2009/1/11 Milos Rancic <millosh at gmail.com>:
> On Sun, Jan 11, 2009 at 9:34 PM, Milos Rancic <millosh at gmail.com> wrote:
>> On Sun, Jan 11, 2009 at 12:10 PM, Tomasz Ganicz <polimerek at gmail.com> wrote:
>>> Well, I think there should be not only computer-linguists experts like
>>> Evertype in LangCom, but you desperately need people who have good
>>> knowledge about culture, sociology and history of the main language
>>> groups, or at least you should be ready to ask relevant outside
>>> experts. I have a feeling that current LangCom completely ignores
>>> historical and cultural background related to language problems which
>>> is quite often a key to make resonable decissions.
>>
>> Actually, it is a misunderstanding of Michael's knowledge.
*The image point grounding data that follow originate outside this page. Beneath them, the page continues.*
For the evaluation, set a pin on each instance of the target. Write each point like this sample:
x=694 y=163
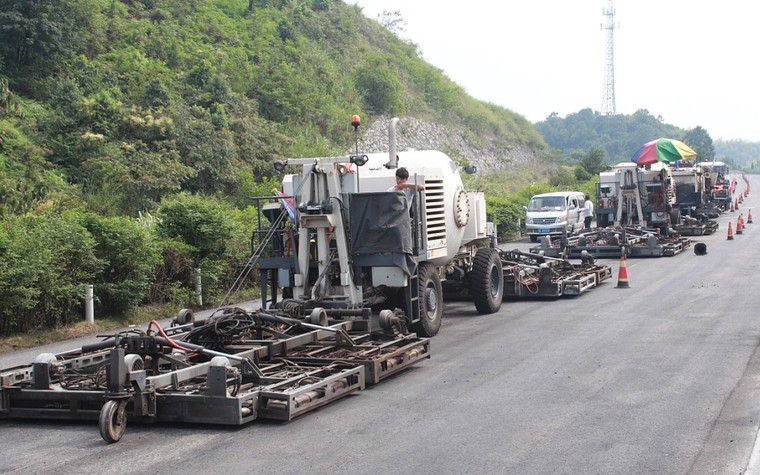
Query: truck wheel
x=113 y=420
x=487 y=281
x=431 y=301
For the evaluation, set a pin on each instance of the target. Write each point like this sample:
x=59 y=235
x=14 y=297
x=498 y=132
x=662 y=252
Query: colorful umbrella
x=662 y=150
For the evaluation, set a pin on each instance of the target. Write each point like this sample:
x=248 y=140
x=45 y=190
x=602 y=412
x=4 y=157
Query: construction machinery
x=352 y=277
x=719 y=184
x=630 y=195
x=348 y=244
x=230 y=369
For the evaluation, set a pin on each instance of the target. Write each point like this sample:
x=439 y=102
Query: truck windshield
x=547 y=203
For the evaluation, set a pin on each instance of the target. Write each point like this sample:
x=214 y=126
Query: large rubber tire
x=487 y=281
x=430 y=301
x=113 y=420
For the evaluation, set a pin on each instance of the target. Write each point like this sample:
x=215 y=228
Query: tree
x=38 y=32
x=594 y=161
x=8 y=101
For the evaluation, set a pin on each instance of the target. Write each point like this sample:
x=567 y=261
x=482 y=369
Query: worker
x=588 y=213
x=402 y=178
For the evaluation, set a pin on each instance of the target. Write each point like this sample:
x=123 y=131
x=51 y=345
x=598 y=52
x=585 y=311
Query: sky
x=692 y=63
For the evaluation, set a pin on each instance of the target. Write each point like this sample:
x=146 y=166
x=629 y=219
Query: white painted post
x=89 y=304
x=198 y=286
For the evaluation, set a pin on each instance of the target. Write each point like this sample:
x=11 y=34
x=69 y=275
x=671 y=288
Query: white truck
x=554 y=214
His
>> expertise is, for example, making an orthography for a random language
>> [without orthography]. In fact, we need exactly his kind of linguists.
>> As I mentioned, we are working on raising expertise quality inside of
>> LangCom.
>
> And just to be more precise. After a couple of years of interacting
> with people in relation to Wikimedia projects, I realized that it is
> not so possible to get a random academician and put them into some
> Wikimedian working body. Usually, those persons are not so interested.
>
> I see that we have two more options for finding persons with relevant
> level of expertise:
> * to find Wikimedians with this kind of expertise; or
> * that some interested academician contacts us.

Well,

I did't want to come back to Belarus Wikipedia case, but at that time
I have found quite easily 2 good experts. One from Univ. of Warsaw,
vice-head o Belaruss literature department and one from Univ of Oxford
(an emeritus professor, specializing in Belaruss politics and
history). It wasn't very difficulit to ask them and get the answers -
quite long and IMHO quite professional.I asked at that time if there
is any interst for LangComm in reading this. The answer was "no", as
at that time the decission was already taken, the situation was quite
hot and arguments showing that the decission wasn't so clever were not
listen simply by default. The stinky egg was already broken and
members of LangComm were simply trying not to smell it :-)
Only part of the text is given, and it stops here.